The 5% slowdown on Haswell may or may not be significant. Haswell has higher latency for instructions that move data between the upper and lower 128-bits of the 256-bit AVX registers (e.g. VPERM, so some codes that depend on these "swizzles" may run slower.

diamantis__nikos · ‎09-09-2015

Thanks for your replies.

My first comment is about SSE4.1 instruction set that both andysem and John D. McCalpin referred to.

Is there a reason that you both stopped at SSE4.1 ? The code optimizations are always up to SSE4.2...Is SSE4.2 insignificant or never actually used ?

Regarding VTune and other similar tools, I'm not familiar with them and never used that before.

One thing I could add is a similar project, with integer code that seems to have a little different results and I will give you more information when I put them on Excel, because if I don't see the results next to each other and measure the differences I can't have a clear picture.

Richard_Nutman · ‎09-09-2015

Hi Nikos,

There's not much in SSE4.2 that would be of use. It's mostly string and CRC functions.

You can see all SSE/AVX and other intrinsics here;

https://software.intel.com/sites/landingpage/IntrinsicsGuide/

Sounds to me the most likely culprit is unaligned memory access in AVX being much lower penalty as mentioned by John.

andysem · ‎09-10-2015

Is there a reason that you both stopped at SSE4.1 ? The code optimizations are always up to SSE4.2...Is SSE4.2 insignificant or never actually used ?

It is not insignificant. As Richard N. mentioned, SSE4.2 is mostly helpful for string operations, it's not a generic extension like SSE4.1. The reason I didn't include it is that (a) it is unlikely that compilers will generate those from a scalar code (I haven't seen that) and (b) I'm not sure SSE4.2 is implied by AVX.

Christopher_H_ · ‎09-10-2015

I could not see that anyone had mentioned this, with VEX encoding of SSE instructions, you will have 3 operand instructions which reduces register pressure if that were the bottleneck. I have seen 20-30% speeds up with SSE intrinsic code just by compiling with AVX to use VEX encoding.

Vladimir_Sedach · ‎09-10-2015

Nikos,

Could you reveal critical sections of your code so that we could suggest something more realistic? -
w/o wondering what we're talking about.

jimdempseyatthecove · ‎09-10-2015

>>with VEX encoding of SSE instructions, you will have 3 operand instructions

Is that documented? Meaning Intel assures it will (continue to) work on future designs.

Jim Dempsey

diamantis__nikos · ‎09-10-2015

Thanks for all your replies.

@Richard. Excellent link, I didn't know

@Christofer . I'll search for that VEX encoding in my disassembled executables.

@Vladimir. As a matter of fact I'm covered from the replies, my main question was basically informative because I found it weird for a basically integer code to have such speedup with AVX and not AVX2 re-compilation.

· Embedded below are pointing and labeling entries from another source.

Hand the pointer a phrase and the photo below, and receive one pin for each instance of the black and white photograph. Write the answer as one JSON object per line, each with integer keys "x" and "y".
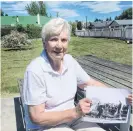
{"x": 105, "y": 108}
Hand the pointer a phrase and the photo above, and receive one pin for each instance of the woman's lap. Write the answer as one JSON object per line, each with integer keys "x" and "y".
{"x": 78, "y": 126}
{"x": 86, "y": 126}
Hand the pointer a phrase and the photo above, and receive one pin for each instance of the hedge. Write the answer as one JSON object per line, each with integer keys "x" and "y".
{"x": 32, "y": 30}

McCalpinJohn · ‎09-10-2015

The 3-operand instructions are a critical part of the AVX (and following) instruction set extensions, so they will certainly be maintained.

I don't understand the instruction encoding well enough to know whether the expression "VEX encoding of SSE instructions" is completely accurate. It is clear, however, that AVX includes 3-operand instructions that perform the same functions on 128-bit SIMD registers as almost all of the available SSE instructions. These are shown as VEX-encoded instructions with "xmm" register arguments in the instruction descriptions of Volume 2 of the Intel Architectures Software Developer's Manual (document 325383).

As an example, the entry for PADDB/PADDW/PADDD shows the 2-operand SSE encodings, the 3-operand 128-bit AVX encodings, and the 3-operand 256-bit AVX2 encodings.

Christopher_H_ · ‎09-10-2015

I simply meant the avx-128 equivalents of sse instructions by "VEX encoding of SSE instructions" . Where avx-128 has 3 operand and sse (meaning sse-sse4.1) has 2 operand instructions.

TimP · ‎09-10-2015

AVX128 offers a reduction in number of instructions compared with sse4 but a real performance increase only in rare cases. The useful side would be the proof that instructions per clock is a poor measure. The main reasons for compilers to auto-promote sse intrinsic to avx 128 is to avoid need for vzero_upper.